Deputy Defense Secretary Gordon England decided that companies competing to build the new tanker would be asked about the potential impact an aircraft trade dispute now before the World Trade Organization might have on their bid. The United States and the European Union have accused each other of illegally subsidizing their flagship aircraft manufacturers, Boeing and Airbus.
The measure could prove troublesome for a team that includes European Aeronautic Defence and Space Co., which owns Airbus and has announced plans to compete against Boeing for the work tanker project. EADS has been attempting to keep the military contract separate from the international dispute; Boeing supporters have argued that the pending WTO case shouldn't be ignored.
The dispute broke into the open yesterday after Sen. John McCain (R-Ariz.), the vice chairman of the Senate Armed Services Committee, called England's position "unprecedented" and said it could limit competition for the tanker.

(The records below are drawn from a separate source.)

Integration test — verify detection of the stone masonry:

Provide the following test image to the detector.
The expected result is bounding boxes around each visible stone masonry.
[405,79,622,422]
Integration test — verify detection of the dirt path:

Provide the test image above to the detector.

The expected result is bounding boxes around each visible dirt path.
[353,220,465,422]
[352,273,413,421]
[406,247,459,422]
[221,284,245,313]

Replacement of the Air Force's aging fleet of tankers, which refuel fighters and other planes in mid-air, has become a three-year-long saga for the defense industry.
The Air Force originally chose Boeing of Chicago without a competition under a $20 billion program to lease-then-buy 100 of the planes. The program was dropped after complaints about its cost and criticism surrounding Boeing's illegal hiring of a former Air Force official who worked on the program.

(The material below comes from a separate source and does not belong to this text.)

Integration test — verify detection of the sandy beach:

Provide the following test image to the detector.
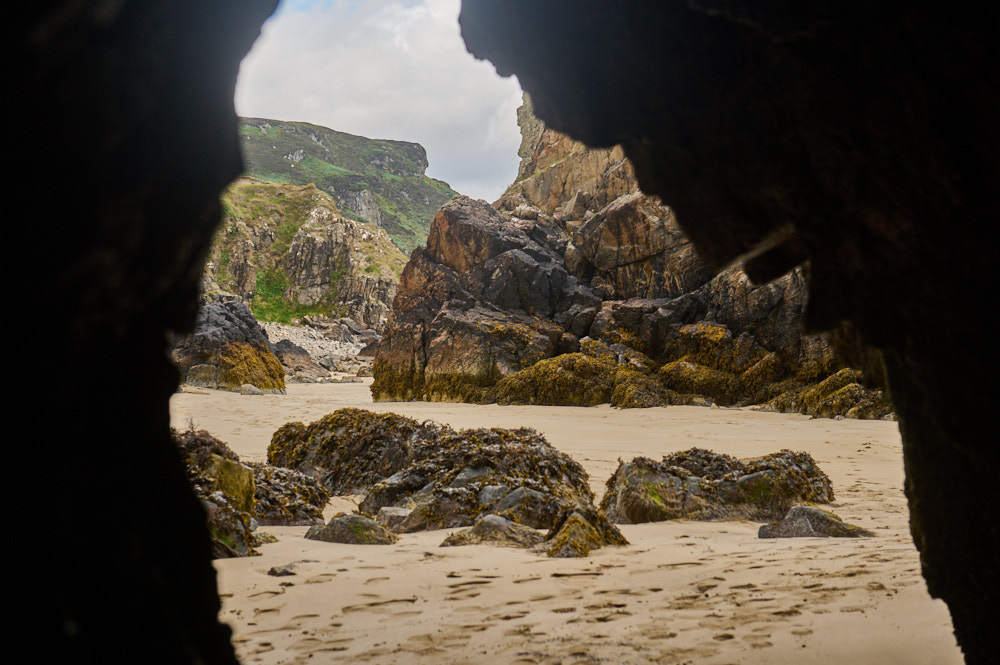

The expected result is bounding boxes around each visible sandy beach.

That forced the Air Force to restart the program, this time with a competition between Boeing and Northrop Grumman Corp. emerging and prompting a new dispute. Northrop is teaming with EADS and plans to use the European company's Airbus A330 for the competition.

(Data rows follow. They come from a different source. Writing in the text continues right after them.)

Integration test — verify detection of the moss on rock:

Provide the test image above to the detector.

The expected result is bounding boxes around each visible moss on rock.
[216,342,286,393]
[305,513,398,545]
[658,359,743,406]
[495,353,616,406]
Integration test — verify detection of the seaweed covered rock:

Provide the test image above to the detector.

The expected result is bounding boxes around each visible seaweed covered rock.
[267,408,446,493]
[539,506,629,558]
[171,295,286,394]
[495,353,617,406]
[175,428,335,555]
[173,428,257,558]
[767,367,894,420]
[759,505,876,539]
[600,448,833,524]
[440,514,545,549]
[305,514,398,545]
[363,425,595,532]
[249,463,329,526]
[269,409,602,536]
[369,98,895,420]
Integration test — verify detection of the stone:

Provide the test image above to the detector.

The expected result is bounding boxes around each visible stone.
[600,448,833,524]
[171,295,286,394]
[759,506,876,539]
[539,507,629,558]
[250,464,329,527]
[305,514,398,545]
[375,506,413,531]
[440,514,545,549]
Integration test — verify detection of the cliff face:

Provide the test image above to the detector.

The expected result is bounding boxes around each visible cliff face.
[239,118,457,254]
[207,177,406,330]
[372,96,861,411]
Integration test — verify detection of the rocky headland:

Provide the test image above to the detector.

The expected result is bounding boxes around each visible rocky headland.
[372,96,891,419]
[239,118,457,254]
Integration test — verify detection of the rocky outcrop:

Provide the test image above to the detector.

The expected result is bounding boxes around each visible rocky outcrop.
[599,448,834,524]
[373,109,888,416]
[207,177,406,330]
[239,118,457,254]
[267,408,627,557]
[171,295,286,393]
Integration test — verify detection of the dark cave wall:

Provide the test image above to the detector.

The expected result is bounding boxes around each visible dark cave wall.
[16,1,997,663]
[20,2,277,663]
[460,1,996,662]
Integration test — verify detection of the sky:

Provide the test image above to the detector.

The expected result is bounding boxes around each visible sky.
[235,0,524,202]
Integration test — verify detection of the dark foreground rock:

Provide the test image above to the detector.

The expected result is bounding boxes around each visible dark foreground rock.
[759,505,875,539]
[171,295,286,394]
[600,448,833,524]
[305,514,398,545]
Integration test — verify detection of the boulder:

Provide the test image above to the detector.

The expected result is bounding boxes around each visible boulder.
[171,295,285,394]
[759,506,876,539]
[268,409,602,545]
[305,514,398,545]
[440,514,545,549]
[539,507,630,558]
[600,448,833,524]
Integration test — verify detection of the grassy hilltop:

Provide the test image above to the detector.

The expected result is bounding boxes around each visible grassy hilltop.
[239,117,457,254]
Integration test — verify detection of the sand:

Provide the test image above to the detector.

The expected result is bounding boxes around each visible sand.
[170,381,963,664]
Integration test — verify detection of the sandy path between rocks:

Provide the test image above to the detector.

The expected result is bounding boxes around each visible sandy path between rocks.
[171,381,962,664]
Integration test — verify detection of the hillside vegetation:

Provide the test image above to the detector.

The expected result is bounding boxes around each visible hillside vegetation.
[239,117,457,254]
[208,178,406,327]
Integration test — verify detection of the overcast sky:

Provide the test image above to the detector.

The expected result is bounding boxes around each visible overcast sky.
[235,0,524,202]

The Air Force says it will release a draft version of its request for a proposal, which would officially launch the competition, by the end of the month.
England said that the WTO issue needed to be addressed by the bidders.
The "painful history of this program clearly necessitates the need for an unambiguous and non-controversial [request for proposal] if this program is to reach production," England said in a letter to McCain, dated Sept. 15.
In the letter, England said that the WTO provision was added at his request. "This competition has the attention of many divergent interests in the Congress, and any lingering issues could easily disrupt [the] contract award," the letter said.
But McCain argues that the Air Force isn't able to judge such issues. In one letter listing a series of 13 questions, McCain asked what legal authority there is for bringing the WTO case into the competition, and whether future acquisitions will have such provisions. It "needlessly and, in my view, improperly injects into what should be a full and open competition an element of arbitrariness and capriciousness," McCain said.
It is unclear when the WTO dispute could be resolved. Air Force plans call for a winner of the tanker competition to be announced next year.
Northrop and EADS declined to comment, and Boeing said it would follow whatever rules are issued by the Defense Department for the competition.